Potential Solutions: The nuclear option is to say no. In critical cases this option, severe problems will be overridden leading to the team feeling even less empowered than before. A far more useful solution is to ensure that there are consequences for adding work to an inflight sprint. Any piece of work inserted into a sprint will disrupt another piece of work unless there is slack in the system at the constraint in the process. This is expensive (avoid expediting work). If work enters, remove work (pause the work) that will not cause a ripple effect of urgency. The person that puts the work into the sprint needs to choose what to delay and if they are not the stakeholder for the work must get permission from the stakeholders harmed. They also must declare their culpability. Another, less punitive, approach is to adopt the concept of full-kitting suggested by Steve Tendon and Daniel Doiron in their book Tame your Work Flow (our re-read of Chapter 17, An Introduction to Full-Kitting). Full-kitting is more than just a definition of ready (which is another good idea) that ensures that once started work does not stop and start. As importantly, full-kitting ensures that people think about what can get in the way of getting to production BEFORE work starts which exposes lots of things that should be known and planned for before work is started.
Poor Quality
Code breaks for many reasons. As Dr. Lambda, Christian Clausen pointed out on SPaMCAST 623, code is a liability. We write code because we want the functionality it enables. The problem is that the code reflects a moment, it is often brittle, hard to understand and isn’t as maintainable as it should be (see the hard coding example above). Poor refactored code takes effort and time to fix that everyone would rather spend elsewhere. Code quality matters to everyone. When production is down it is difficult to tell a customer or a stakeholder that you’ll get to it next week (unless superficial, someone will think a problem is the end of the world and you need to deal with it now).

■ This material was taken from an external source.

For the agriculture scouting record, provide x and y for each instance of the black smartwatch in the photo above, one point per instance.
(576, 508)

Possible Solutions: There are many potential solutions for improving code quality. They all start with the intent of delivering better solutions. The first solution is refactoring. Martin Fowler defines refactoring as “a disciplined technique for restructuring an existing body of code, altering its internal structure without changing its external behavior.” After solving the business problem developers should make sure the code is clean and maintainable which will reduce the number of defects sent to production and reduce the amount of time needed for repair (a double win). Other techniques that lead to better code include continuous integration (CI), mobbing, automated testing.
It might seem like a paradox but controlling work entry which means delaying the start of some work which makes it possible to get more work done in a more predictable manner.